Échec des négociations sectorielles dans l'industrie alimentaire

Le lundi 5 octobre, les syndicats d'employés de l'industrie alimentaire ont essuyé un double refus au ministère de l'Emploi. Lors de ce round de négociation de la CP 220, annoncé comme celui de "la dernière chance", la fédération patronale FEVIA a d'abord refusé de considérer l’application de l’accord interprofessionnel de décembre 2009 comme un dossier à part entière. Ensuite, force a été de constater que les employeurs refusaient de respecter l'autorité du président de la commission paritaire : sa proposition de compromis a été balayée d'un revers de la main.

En agissant de cette manière, FEVIA méprise les quelque 38.000 travailleurs du secteur et met en danger la paix sociale.
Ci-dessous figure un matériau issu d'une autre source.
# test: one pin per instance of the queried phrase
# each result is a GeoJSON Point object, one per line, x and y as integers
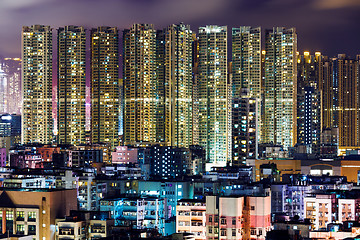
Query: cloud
{"type": "Point", "coordinates": [335, 4]}
{"type": "Point", "coordinates": [14, 4]}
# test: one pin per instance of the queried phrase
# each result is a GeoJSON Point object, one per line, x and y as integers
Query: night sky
{"type": "Point", "coordinates": [329, 26]}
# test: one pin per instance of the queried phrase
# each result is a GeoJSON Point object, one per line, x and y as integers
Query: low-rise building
{"type": "Point", "coordinates": [191, 217]}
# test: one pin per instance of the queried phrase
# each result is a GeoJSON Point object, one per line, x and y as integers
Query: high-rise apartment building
{"type": "Point", "coordinates": [346, 82]}
{"type": "Point", "coordinates": [3, 92]}
{"type": "Point", "coordinates": [245, 129]}
{"type": "Point", "coordinates": [340, 100]}
{"type": "Point", "coordinates": [280, 90]}
{"type": "Point", "coordinates": [71, 85]}
{"type": "Point", "coordinates": [141, 93]}
{"type": "Point", "coordinates": [13, 91]}
{"type": "Point", "coordinates": [178, 85]}
{"type": "Point", "coordinates": [37, 121]}
{"type": "Point", "coordinates": [246, 92]}
{"type": "Point", "coordinates": [195, 91]}
{"type": "Point", "coordinates": [105, 86]}
{"type": "Point", "coordinates": [246, 61]}
{"type": "Point", "coordinates": [309, 101]}
{"type": "Point", "coordinates": [214, 116]}
{"type": "Point", "coordinates": [327, 91]}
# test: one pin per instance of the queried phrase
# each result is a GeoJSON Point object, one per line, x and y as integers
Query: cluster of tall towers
{"type": "Point", "coordinates": [179, 89]}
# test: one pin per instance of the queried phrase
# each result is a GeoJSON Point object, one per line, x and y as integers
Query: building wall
{"type": "Point", "coordinates": [105, 86]}
{"type": "Point", "coordinates": [280, 89]}
{"type": "Point", "coordinates": [214, 117]}
{"type": "Point", "coordinates": [71, 85]}
{"type": "Point", "coordinates": [140, 84]}
{"type": "Point", "coordinates": [178, 85]}
{"type": "Point", "coordinates": [52, 205]}
{"type": "Point", "coordinates": [37, 121]}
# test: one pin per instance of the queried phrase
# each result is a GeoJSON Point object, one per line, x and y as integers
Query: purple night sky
{"type": "Point", "coordinates": [329, 26]}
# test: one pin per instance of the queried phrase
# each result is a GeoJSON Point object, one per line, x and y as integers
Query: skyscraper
{"type": "Point", "coordinates": [105, 85]}
{"type": "Point", "coordinates": [246, 60]}
{"type": "Point", "coordinates": [309, 101]}
{"type": "Point", "coordinates": [244, 129]}
{"type": "Point", "coordinates": [37, 121]}
{"type": "Point", "coordinates": [214, 117]}
{"type": "Point", "coordinates": [12, 69]}
{"type": "Point", "coordinates": [279, 120]}
{"type": "Point", "coordinates": [347, 108]}
{"type": "Point", "coordinates": [178, 85]}
{"type": "Point", "coordinates": [140, 84]}
{"type": "Point", "coordinates": [71, 85]}
{"type": "Point", "coordinates": [246, 92]}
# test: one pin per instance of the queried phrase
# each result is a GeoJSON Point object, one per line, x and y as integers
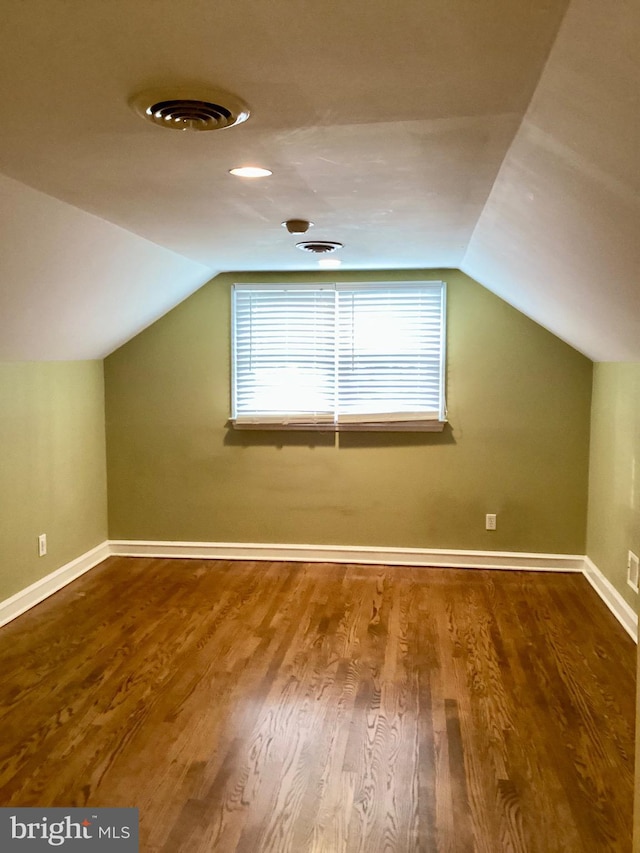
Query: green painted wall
{"type": "Point", "coordinates": [614, 472]}
{"type": "Point", "coordinates": [517, 445]}
{"type": "Point", "coordinates": [52, 467]}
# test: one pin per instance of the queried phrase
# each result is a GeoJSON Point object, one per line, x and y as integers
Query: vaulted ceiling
{"type": "Point", "coordinates": [500, 137]}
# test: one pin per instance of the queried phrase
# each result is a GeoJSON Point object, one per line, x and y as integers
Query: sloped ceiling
{"type": "Point", "coordinates": [496, 137]}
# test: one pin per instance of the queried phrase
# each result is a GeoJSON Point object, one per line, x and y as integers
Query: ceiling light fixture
{"type": "Point", "coordinates": [190, 108]}
{"type": "Point", "coordinates": [250, 172]}
{"type": "Point", "coordinates": [297, 226]}
{"type": "Point", "coordinates": [319, 247]}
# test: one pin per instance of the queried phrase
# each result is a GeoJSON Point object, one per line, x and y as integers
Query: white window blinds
{"type": "Point", "coordinates": [342, 354]}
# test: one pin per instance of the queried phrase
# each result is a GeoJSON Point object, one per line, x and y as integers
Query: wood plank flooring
{"type": "Point", "coordinates": [300, 708]}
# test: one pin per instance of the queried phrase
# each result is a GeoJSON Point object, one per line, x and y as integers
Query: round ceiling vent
{"type": "Point", "coordinates": [319, 247]}
{"type": "Point", "coordinates": [189, 109]}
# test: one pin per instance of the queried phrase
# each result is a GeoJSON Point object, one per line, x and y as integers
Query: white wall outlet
{"type": "Point", "coordinates": [632, 571]}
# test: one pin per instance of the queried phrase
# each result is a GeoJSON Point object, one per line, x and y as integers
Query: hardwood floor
{"type": "Point", "coordinates": [273, 707]}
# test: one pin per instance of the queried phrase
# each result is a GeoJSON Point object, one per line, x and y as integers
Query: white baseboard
{"type": "Point", "coordinates": [624, 613]}
{"type": "Point", "coordinates": [12, 607]}
{"type": "Point", "coordinates": [435, 557]}
{"type": "Point", "coordinates": [428, 557]}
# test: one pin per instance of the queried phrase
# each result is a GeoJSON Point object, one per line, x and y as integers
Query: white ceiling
{"type": "Point", "coordinates": [424, 133]}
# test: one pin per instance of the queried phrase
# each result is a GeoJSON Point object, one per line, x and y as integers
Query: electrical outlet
{"type": "Point", "coordinates": [632, 571]}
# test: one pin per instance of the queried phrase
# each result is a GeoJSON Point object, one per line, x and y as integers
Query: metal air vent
{"type": "Point", "coordinates": [190, 109]}
{"type": "Point", "coordinates": [319, 247]}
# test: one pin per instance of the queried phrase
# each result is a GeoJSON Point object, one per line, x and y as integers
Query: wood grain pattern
{"type": "Point", "coordinates": [301, 708]}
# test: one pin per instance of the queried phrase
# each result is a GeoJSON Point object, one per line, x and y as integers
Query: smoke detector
{"type": "Point", "coordinates": [319, 247]}
{"type": "Point", "coordinates": [190, 108]}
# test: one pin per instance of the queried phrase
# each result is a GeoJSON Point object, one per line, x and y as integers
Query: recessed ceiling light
{"type": "Point", "coordinates": [250, 172]}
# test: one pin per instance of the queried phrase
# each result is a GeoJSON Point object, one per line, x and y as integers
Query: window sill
{"type": "Point", "coordinates": [382, 426]}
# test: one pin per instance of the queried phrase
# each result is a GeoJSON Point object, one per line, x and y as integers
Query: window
{"type": "Point", "coordinates": [339, 355]}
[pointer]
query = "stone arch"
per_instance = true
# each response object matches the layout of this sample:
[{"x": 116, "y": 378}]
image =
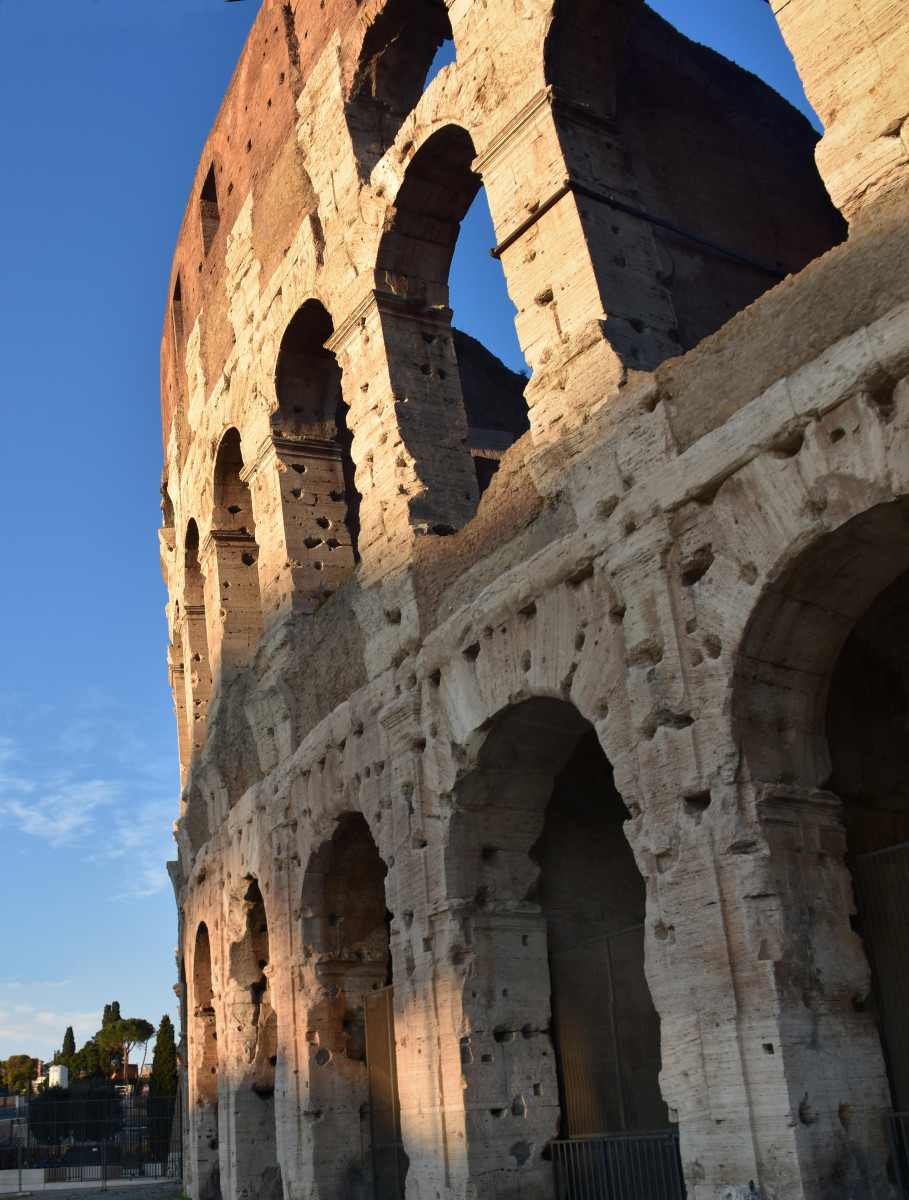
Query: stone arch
[
  {"x": 416, "y": 250},
  {"x": 552, "y": 946},
  {"x": 345, "y": 931},
  {"x": 395, "y": 58},
  {"x": 583, "y": 48},
  {"x": 811, "y": 646},
  {"x": 685, "y": 123},
  {"x": 254, "y": 1035},
  {"x": 204, "y": 1080},
  {"x": 320, "y": 502},
  {"x": 790, "y": 645},
  {"x": 434, "y": 195},
  {"x": 230, "y": 565}
]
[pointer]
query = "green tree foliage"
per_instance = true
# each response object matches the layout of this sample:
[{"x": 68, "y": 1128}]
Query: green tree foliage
[
  {"x": 86, "y": 1063},
  {"x": 19, "y": 1071},
  {"x": 163, "y": 1061},
  {"x": 68, "y": 1049},
  {"x": 116, "y": 1038},
  {"x": 162, "y": 1091}
]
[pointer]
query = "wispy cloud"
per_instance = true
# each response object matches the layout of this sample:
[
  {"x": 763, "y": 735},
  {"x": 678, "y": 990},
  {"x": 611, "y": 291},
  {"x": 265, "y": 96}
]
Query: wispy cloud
[
  {"x": 26, "y": 1026},
  {"x": 34, "y": 983},
  {"x": 97, "y": 790}
]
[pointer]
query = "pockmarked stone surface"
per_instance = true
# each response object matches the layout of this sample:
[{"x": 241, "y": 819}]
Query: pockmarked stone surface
[{"x": 543, "y": 739}]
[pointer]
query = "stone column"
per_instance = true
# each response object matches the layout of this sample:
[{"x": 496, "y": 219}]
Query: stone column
[
  {"x": 197, "y": 675},
  {"x": 584, "y": 276},
  {"x": 774, "y": 1074},
  {"x": 178, "y": 687},
  {"x": 305, "y": 546},
  {"x": 853, "y": 63},
  {"x": 232, "y": 603},
  {"x": 407, "y": 415}
]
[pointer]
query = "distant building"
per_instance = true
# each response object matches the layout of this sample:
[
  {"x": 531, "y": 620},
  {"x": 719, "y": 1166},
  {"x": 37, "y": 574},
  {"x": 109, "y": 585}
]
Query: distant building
[{"x": 58, "y": 1075}]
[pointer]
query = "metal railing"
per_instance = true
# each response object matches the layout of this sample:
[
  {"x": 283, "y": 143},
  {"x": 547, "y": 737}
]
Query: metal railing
[
  {"x": 898, "y": 1134},
  {"x": 619, "y": 1167},
  {"x": 94, "y": 1141}
]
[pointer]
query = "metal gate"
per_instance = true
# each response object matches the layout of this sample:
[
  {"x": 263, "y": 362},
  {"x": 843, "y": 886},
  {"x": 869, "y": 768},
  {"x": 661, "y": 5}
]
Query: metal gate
[
  {"x": 618, "y": 1141},
  {"x": 96, "y": 1140},
  {"x": 882, "y": 892},
  {"x": 389, "y": 1159}
]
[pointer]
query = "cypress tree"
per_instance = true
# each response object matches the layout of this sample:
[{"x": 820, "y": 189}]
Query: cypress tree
[
  {"x": 68, "y": 1045},
  {"x": 163, "y": 1061}
]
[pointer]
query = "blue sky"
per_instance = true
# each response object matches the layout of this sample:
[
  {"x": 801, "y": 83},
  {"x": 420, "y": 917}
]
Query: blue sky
[{"x": 106, "y": 107}]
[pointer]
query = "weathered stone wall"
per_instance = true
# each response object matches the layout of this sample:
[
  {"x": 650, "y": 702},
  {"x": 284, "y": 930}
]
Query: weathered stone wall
[{"x": 433, "y": 737}]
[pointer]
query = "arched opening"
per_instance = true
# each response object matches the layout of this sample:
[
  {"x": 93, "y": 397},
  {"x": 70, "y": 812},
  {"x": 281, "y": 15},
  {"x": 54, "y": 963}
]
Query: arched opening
[
  {"x": 353, "y": 1075},
  {"x": 197, "y": 667},
  {"x": 176, "y": 313},
  {"x": 704, "y": 163},
  {"x": 204, "y": 1050},
  {"x": 397, "y": 55},
  {"x": 209, "y": 210},
  {"x": 319, "y": 497},
  {"x": 254, "y": 1141},
  {"x": 694, "y": 183},
  {"x": 439, "y": 192},
  {"x": 820, "y": 701},
  {"x": 167, "y": 508},
  {"x": 866, "y": 724},
  {"x": 235, "y": 611},
  {"x": 554, "y": 993}
]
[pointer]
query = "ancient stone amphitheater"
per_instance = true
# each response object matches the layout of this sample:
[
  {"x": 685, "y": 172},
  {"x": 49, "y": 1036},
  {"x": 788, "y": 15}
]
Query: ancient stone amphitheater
[{"x": 545, "y": 742}]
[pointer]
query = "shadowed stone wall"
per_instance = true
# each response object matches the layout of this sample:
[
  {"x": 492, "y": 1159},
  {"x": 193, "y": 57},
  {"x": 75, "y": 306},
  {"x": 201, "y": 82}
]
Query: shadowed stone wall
[{"x": 503, "y": 693}]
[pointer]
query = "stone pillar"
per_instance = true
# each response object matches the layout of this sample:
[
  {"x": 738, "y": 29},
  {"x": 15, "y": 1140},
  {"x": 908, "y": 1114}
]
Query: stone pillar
[
  {"x": 757, "y": 976},
  {"x": 853, "y": 63},
  {"x": 584, "y": 276},
  {"x": 248, "y": 1164},
  {"x": 203, "y": 1103},
  {"x": 305, "y": 545},
  {"x": 178, "y": 687},
  {"x": 407, "y": 417},
  {"x": 232, "y": 603},
  {"x": 197, "y": 677}
]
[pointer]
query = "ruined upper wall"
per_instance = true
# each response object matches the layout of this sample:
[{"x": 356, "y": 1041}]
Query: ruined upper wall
[
  {"x": 852, "y": 59},
  {"x": 668, "y": 127}
]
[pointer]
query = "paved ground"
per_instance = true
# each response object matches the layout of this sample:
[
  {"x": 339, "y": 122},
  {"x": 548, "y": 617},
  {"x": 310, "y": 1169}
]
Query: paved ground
[{"x": 154, "y": 1189}]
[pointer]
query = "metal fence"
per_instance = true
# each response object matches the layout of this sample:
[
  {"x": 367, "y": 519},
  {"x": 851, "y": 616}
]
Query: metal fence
[
  {"x": 898, "y": 1133},
  {"x": 619, "y": 1167},
  {"x": 92, "y": 1141}
]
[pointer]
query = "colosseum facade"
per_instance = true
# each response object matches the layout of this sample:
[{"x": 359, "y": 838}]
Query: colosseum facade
[{"x": 543, "y": 741}]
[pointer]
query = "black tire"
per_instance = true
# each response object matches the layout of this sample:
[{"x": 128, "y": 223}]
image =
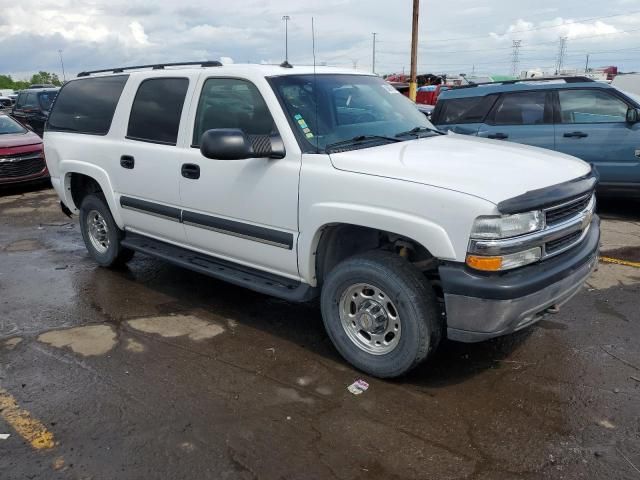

La crise économique ne peut certainement pas être le prétexte, car le secteur est l'une des seules branches de l'économie qui en est épargnée.

Pour le SETCa et les autres syndicats concernés, il est inacceptable que la modalisation concrète de l'enveloppe prévue dans l'accord interprofessionnel (€ 125 in 2009 en € 250 in 2010) soit associée à un système obstinément mis en avant par FEVIA pour le remplacement des barèmes à l'âge (il y avait pourtant sur la table un résultat qui, outre la modalisation de l'enveloppe de l'AIP, prévoyait aussi la création d'un deuxième pilier des pensions et une augmentation de la prime syndicale).

Les conditions imaginées unilatéralement par les employeurs pour la conversion des barèmes à l'âge en barèmes à l'expérience (conditions à propos desquelles ils ne veulent pas négocier) risquent de freiner sérieusement la mobilité des travailleurs dans le secteur et en dehors. Par ailleurs, leur système est peu transparent et bloque la progression salariale des travailleurs après 9 ans ; l'un des effets négatifs de ce système est qu'il s'apparente à une diminution salariale des employés plus âgés.

Nous ne pouvons accepter ce type de chantage et d'association de dossiers de négociation. En l'absence d'accord sectoriel, les employés dans les petites et moyennes entreprises d'alimentation (environ la moitié des travailleurs concernés) ne pourront compter sur les avantages sectoriels espérés. Entre-temps, les négociations d'entreprise ont déjà commencé dans les grandes entreprises.